La largeur des fenêtres latérales des nefs, est souvent la moitié de leur hanteur, elles sont subdivisées en quatre quelquefois cinq et six lancettes formées de meneaux surmontés de rosaces de trèfles et de quatre feuilles. Le dessin de ces fenêtres est souvent varié dans le même édifice, mais toujours arrêté par des formes géométriques, telles que le triangle équilatéral, le cercle et les polygones. Les plus belles fenêtres de Liège sont celles qui éclairent les transepts de Ste Croix et de St Paul; elles sont admirables de composition et peuvent passer pour des modèles du genre.

Il est à remarquer que le tiers point est souvent en usage pour décrire les arcades ogivales des portes, des fenêtres ou pour celles qui réunissent les colonnes.

Dans le style les niches placées en encorbellement, entre les fenêtres, aux côtés des portes et sur les contreforts, sont aussi employées fréquemment.

Les portails collatéraux se terminent par un gable ou pignon traversé par une galerie: telle était la porte de St Paul dont les vestiges existent vers Vinâve d'Isle, les côtés du gable sont hérissés de crochets et son tympan est orné de niches à arcades tribolées.

Il existait aussi des balustrades soutenues par des pinacles pour couronner les murs des églises de style secondaire, mais elles ont disparu.

Les colonnes sont cylindriques, à bases rondes ou octogones et les chapiteaux sont ornés de feuilles de vigne, de choux frisé ou de chardon. Les colonnes sont souvent formées de nervures rondes, prismatiques ou angulaires, réunies en faisceaux, s'élançant en partie d'un seul jet, pour former les nervures des voûtes qui se croisent dans tous les sens et en partie se bifurquant pour former les arcades des fenêtres ou des lambris simulés. Sous ce rapport, l'abside du chœur de St Paul et le petit porche d'entrée vers Vinâve d'Isle ainsi que le chœur de St Denis peuvent passer pour des modèles corrects d'élégance et d'harmonie.

Le plan des églises conserve la forme générale employée aux époques précédentes, sauf l'addition des chapelles à chaque collatéral de la nef, nécessitées par le nombre toujours croissant des fidèles et, peut-être aussi pour soutenir les contreforts. Ste Croi, St Martin et St Paul ont des chapelles. A St Paul, elles sont d’une autre époque que le reste de l’édifice. St Lambert était la seule église à Liège où il y eût des collatéraux autour du chœur.
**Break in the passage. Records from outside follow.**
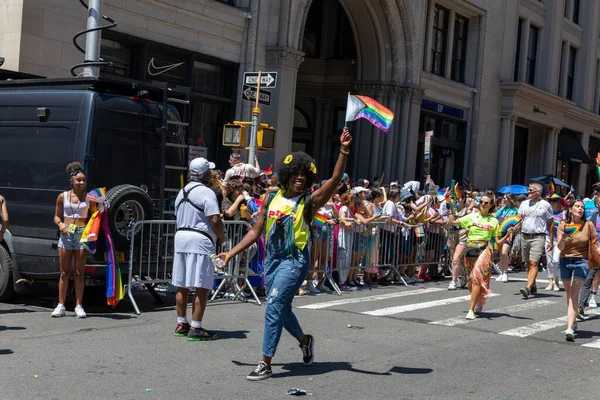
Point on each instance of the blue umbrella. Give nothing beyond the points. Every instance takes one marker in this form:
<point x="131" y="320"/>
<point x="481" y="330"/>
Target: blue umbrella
<point x="514" y="189"/>
<point x="547" y="178"/>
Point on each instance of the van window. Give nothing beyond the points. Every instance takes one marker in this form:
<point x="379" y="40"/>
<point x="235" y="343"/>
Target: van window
<point x="35" y="157"/>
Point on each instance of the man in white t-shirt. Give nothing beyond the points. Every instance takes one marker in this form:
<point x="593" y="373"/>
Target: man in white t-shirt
<point x="240" y="169"/>
<point x="537" y="222"/>
<point x="199" y="233"/>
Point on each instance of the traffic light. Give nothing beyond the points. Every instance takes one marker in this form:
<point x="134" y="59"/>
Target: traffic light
<point x="234" y="135"/>
<point x="266" y="137"/>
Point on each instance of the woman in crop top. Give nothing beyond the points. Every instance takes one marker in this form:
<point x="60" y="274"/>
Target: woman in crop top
<point x="286" y="216"/>
<point x="573" y="239"/>
<point x="71" y="216"/>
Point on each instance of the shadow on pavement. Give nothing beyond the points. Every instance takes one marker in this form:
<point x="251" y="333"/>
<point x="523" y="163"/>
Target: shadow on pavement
<point x="299" y="369"/>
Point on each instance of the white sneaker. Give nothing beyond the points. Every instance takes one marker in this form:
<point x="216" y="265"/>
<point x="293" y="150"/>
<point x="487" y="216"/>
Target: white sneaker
<point x="79" y="312"/>
<point x="312" y="288"/>
<point x="58" y="312"/>
<point x="592" y="303"/>
<point x="323" y="288"/>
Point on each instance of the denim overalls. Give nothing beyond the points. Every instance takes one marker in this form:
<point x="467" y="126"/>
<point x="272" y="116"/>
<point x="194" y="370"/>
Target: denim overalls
<point x="286" y="267"/>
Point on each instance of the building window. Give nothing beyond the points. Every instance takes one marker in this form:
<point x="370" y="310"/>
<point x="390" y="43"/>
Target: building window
<point x="576" y="5"/>
<point x="461" y="29"/>
<point x="440" y="35"/>
<point x="532" y="54"/>
<point x="517" y="56"/>
<point x="571" y="72"/>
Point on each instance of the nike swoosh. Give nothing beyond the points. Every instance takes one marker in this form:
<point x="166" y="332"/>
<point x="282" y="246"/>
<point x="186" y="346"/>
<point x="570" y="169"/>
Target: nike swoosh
<point x="160" y="70"/>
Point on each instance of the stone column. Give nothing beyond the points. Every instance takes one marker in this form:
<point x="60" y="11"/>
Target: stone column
<point x="524" y="50"/>
<point x="450" y="44"/>
<point x="416" y="96"/>
<point x="564" y="66"/>
<point x="429" y="35"/>
<point x="280" y="114"/>
<point x="504" y="169"/>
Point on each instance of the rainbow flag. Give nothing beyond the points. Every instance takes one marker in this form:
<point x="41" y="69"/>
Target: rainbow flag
<point x="369" y="109"/>
<point x="268" y="171"/>
<point x="456" y="191"/>
<point x="507" y="223"/>
<point x="320" y="220"/>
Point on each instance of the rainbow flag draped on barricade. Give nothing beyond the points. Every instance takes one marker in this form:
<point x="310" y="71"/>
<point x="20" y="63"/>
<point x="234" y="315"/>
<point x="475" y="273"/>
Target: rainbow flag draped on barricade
<point x="89" y="237"/>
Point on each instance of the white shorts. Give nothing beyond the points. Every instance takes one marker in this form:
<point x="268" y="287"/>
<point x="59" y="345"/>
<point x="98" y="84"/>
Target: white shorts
<point x="192" y="266"/>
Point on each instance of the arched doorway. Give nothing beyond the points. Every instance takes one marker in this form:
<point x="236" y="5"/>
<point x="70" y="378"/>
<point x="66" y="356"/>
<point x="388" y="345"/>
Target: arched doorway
<point x="357" y="46"/>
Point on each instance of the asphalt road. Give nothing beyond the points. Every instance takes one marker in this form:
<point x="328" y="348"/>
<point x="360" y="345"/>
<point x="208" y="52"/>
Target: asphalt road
<point x="387" y="343"/>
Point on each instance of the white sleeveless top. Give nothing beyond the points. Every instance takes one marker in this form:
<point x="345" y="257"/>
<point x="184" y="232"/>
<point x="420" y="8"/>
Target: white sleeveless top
<point x="72" y="210"/>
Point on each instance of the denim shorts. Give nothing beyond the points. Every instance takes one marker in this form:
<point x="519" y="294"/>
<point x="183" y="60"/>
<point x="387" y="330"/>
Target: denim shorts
<point x="72" y="241"/>
<point x="573" y="268"/>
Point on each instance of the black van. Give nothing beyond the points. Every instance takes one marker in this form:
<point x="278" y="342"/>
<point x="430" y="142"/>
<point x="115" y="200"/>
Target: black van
<point x="129" y="138"/>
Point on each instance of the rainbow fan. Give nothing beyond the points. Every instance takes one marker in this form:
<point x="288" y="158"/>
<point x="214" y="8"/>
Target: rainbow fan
<point x="507" y="223"/>
<point x="572" y="229"/>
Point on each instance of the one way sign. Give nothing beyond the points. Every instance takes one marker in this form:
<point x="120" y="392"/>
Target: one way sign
<point x="267" y="79"/>
<point x="249" y="94"/>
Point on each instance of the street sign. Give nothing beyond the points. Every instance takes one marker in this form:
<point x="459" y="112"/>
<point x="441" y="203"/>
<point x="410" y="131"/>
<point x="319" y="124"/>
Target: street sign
<point x="268" y="80"/>
<point x="249" y="94"/>
<point x="428" y="135"/>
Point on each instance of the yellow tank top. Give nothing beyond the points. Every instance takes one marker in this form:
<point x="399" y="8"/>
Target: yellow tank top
<point x="279" y="208"/>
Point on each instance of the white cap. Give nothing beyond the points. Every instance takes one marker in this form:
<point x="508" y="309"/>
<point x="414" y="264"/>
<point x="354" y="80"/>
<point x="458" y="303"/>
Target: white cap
<point x="199" y="166"/>
<point x="358" y="189"/>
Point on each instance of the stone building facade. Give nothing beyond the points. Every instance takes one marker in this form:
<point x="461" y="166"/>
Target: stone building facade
<point x="509" y="88"/>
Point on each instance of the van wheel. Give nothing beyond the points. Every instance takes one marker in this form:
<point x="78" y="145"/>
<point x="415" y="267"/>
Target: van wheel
<point x="128" y="204"/>
<point x="7" y="288"/>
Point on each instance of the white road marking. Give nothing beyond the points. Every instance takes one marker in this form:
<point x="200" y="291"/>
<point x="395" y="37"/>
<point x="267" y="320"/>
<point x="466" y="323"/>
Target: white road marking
<point x="418" y="306"/>
<point x="354" y="300"/>
<point x="529" y="330"/>
<point x="505" y="310"/>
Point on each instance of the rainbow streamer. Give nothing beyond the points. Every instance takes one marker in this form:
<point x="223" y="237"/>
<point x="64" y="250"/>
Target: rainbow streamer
<point x="369" y="109"/>
<point x="456" y="191"/>
<point x="507" y="223"/>
<point x="320" y="220"/>
<point x="114" y="284"/>
<point x="572" y="229"/>
<point x="268" y="171"/>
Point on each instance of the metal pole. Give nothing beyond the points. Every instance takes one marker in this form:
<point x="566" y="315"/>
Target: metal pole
<point x="254" y="132"/>
<point x="92" y="39"/>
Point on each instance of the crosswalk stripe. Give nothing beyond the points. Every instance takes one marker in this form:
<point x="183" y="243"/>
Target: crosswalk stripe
<point x="529" y="330"/>
<point x="505" y="310"/>
<point x="418" y="306"/>
<point x="326" y="304"/>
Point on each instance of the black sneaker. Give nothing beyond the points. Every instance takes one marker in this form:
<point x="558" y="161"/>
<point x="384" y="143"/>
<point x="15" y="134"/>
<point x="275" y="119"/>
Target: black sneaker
<point x="308" y="350"/>
<point x="262" y="371"/>
<point x="533" y="290"/>
<point x="182" y="330"/>
<point x="201" y="335"/>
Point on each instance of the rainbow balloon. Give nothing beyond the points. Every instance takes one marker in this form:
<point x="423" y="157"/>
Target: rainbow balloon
<point x="507" y="223"/>
<point x="369" y="109"/>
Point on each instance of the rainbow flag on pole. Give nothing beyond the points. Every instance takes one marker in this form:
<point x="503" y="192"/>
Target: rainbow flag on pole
<point x="369" y="109"/>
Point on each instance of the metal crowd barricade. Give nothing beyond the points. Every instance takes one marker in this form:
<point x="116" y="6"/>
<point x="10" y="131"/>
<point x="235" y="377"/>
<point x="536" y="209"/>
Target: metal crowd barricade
<point x="151" y="255"/>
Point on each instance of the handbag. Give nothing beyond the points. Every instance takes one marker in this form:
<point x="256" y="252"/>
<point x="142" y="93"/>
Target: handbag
<point x="593" y="256"/>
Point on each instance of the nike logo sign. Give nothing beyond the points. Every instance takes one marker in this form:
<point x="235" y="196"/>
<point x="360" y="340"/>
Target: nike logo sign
<point x="153" y="70"/>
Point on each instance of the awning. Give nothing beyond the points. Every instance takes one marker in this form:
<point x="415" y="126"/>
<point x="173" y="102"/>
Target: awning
<point x="569" y="149"/>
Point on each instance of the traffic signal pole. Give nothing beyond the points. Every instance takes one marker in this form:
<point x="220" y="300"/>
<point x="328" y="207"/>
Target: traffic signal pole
<point x="254" y="131"/>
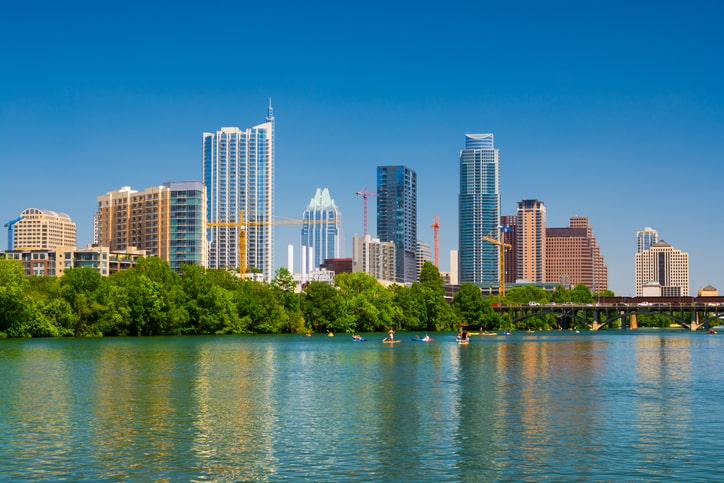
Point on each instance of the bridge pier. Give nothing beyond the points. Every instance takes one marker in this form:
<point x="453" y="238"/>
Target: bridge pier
<point x="633" y="323"/>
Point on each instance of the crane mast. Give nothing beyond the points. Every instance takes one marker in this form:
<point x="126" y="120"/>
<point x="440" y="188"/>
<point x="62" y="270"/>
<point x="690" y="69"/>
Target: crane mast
<point x="436" y="247"/>
<point x="502" y="247"/>
<point x="364" y="194"/>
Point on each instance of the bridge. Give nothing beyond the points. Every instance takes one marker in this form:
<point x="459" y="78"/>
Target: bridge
<point x="691" y="314"/>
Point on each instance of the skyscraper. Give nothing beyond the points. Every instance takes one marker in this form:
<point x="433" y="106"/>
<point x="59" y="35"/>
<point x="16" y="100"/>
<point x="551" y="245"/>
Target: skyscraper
<point x="573" y="256"/>
<point x="531" y="241"/>
<point x="321" y="231"/>
<point x="397" y="217"/>
<point x="479" y="210"/>
<point x="645" y="238"/>
<point x="238" y="173"/>
<point x="664" y="266"/>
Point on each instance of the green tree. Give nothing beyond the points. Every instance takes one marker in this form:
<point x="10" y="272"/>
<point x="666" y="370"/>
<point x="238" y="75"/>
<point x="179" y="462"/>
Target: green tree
<point x="13" y="307"/>
<point x="322" y="307"/>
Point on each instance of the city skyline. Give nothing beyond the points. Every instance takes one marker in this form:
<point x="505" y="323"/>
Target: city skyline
<point x="612" y="116"/>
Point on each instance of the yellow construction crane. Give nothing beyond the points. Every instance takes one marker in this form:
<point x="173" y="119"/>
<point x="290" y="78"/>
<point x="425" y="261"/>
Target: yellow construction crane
<point x="502" y="246"/>
<point x="241" y="224"/>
On n'explique pas d'une manière satisfaisante la déviation que l’on remarque dans l’axe du chœur de plusieurs églises ogivales. Je pense que le défaut d'exactitude, dans le raccordement des agrandissements ou des reconstructions successives en est l'unique cause. Si l'inclinaison était toujours d'un même côté on pourrait y rattacher une raison symbolique; mais il est à remarquer que tantôt la déviation est à droite et tantôt à gauche. A St Paul l'axe du chœur incline à droite, d'environ 50 centimètres; aux autres églises de Liège on ne remarque pas de différence bien sensible; mais j'ai constaté qu'à l'église de Huy, le chœur incline à droite d'environ 70 centimètres et qu'à celle de Dinant, au contraire, il incline à gauche à peu près dans la même proportion.
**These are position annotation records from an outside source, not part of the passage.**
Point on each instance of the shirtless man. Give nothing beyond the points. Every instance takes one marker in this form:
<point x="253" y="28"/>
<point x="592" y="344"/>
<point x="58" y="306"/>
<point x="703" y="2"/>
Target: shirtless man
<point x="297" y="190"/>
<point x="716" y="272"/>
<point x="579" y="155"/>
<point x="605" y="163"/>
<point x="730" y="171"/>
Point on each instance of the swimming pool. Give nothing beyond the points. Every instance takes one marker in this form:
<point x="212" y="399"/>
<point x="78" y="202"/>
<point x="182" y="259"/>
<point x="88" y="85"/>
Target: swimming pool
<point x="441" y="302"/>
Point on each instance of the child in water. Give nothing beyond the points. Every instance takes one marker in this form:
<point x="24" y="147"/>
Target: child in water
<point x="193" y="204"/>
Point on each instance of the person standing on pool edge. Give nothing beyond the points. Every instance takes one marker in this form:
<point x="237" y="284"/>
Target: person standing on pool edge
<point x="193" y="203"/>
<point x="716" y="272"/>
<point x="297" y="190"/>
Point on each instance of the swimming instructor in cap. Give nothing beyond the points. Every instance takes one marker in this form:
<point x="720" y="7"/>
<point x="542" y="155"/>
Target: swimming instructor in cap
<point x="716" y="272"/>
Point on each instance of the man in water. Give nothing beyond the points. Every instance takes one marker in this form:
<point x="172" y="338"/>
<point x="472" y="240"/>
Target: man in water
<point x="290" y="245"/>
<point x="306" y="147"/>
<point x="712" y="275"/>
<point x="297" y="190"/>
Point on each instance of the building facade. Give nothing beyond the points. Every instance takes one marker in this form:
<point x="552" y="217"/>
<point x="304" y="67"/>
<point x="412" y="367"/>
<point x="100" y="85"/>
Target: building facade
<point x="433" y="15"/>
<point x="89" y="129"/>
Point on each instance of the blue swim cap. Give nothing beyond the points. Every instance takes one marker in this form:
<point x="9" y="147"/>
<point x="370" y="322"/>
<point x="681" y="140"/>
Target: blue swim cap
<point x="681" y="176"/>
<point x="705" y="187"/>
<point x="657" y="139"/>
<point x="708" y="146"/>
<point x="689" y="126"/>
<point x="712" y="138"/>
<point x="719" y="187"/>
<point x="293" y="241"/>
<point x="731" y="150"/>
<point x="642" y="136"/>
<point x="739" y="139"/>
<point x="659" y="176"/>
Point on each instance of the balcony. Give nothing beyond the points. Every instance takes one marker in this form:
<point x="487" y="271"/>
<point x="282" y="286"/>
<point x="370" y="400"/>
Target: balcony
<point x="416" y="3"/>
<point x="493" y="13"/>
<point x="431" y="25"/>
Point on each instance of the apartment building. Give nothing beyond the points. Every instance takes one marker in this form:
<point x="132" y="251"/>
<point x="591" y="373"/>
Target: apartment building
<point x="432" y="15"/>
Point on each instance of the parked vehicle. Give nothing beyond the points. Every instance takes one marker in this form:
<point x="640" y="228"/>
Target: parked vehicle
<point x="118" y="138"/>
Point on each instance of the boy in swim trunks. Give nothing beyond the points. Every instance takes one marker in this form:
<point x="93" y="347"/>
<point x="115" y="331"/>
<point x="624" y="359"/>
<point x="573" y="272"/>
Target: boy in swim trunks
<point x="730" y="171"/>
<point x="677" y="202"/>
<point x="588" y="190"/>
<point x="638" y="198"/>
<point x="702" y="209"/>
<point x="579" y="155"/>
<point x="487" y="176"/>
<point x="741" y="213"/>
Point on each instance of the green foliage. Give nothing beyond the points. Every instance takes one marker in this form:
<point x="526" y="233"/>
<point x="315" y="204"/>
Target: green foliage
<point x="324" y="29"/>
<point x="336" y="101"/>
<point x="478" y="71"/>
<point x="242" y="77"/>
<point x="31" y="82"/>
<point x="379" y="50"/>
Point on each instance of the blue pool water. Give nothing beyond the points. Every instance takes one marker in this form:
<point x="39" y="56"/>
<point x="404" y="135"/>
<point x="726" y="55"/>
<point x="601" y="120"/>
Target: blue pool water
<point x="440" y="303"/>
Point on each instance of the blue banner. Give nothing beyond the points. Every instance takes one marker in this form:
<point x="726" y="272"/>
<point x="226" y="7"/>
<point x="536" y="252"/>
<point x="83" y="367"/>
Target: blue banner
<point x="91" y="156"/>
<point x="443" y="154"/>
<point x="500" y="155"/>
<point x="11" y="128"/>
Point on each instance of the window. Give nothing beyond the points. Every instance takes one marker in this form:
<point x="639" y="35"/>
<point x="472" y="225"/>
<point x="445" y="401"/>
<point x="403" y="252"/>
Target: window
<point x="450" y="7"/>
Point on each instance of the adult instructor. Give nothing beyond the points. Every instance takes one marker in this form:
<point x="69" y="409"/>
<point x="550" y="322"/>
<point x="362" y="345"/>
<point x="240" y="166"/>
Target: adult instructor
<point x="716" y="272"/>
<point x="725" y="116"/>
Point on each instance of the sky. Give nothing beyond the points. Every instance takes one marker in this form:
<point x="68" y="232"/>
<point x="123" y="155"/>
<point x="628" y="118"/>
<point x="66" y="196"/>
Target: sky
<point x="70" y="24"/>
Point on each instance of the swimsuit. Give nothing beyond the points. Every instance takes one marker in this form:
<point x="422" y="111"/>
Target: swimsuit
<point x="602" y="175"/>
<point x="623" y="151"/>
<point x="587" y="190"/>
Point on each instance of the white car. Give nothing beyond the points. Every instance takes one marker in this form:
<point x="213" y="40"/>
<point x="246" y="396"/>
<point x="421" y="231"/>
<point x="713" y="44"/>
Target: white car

Sur le point de terminer ce qui à rapport au style secondaire, je ne puis me, dispenser de mentionner particulièrement l'église de Ste Croix pour la beauté, l'originalité et la hardiesse de sa construction. Les voûtes des trois nefs ont la même élévation et les colonnes paraissent à peine suffisantes pour les porter; néanmoins elles résistent encore à la poussée de la grande voûte qui prend naissance en encorbellement aux deux tiers de leur hauteur, tandis que les deux voûtes latérales s'appuient sur les chapiteaux. Ce tour de force, petit être unique en son genre, explique la conduite de l'architecte qui s'enfuit, dit-on, laissant à d'autres le soin de décintrer les voûtes.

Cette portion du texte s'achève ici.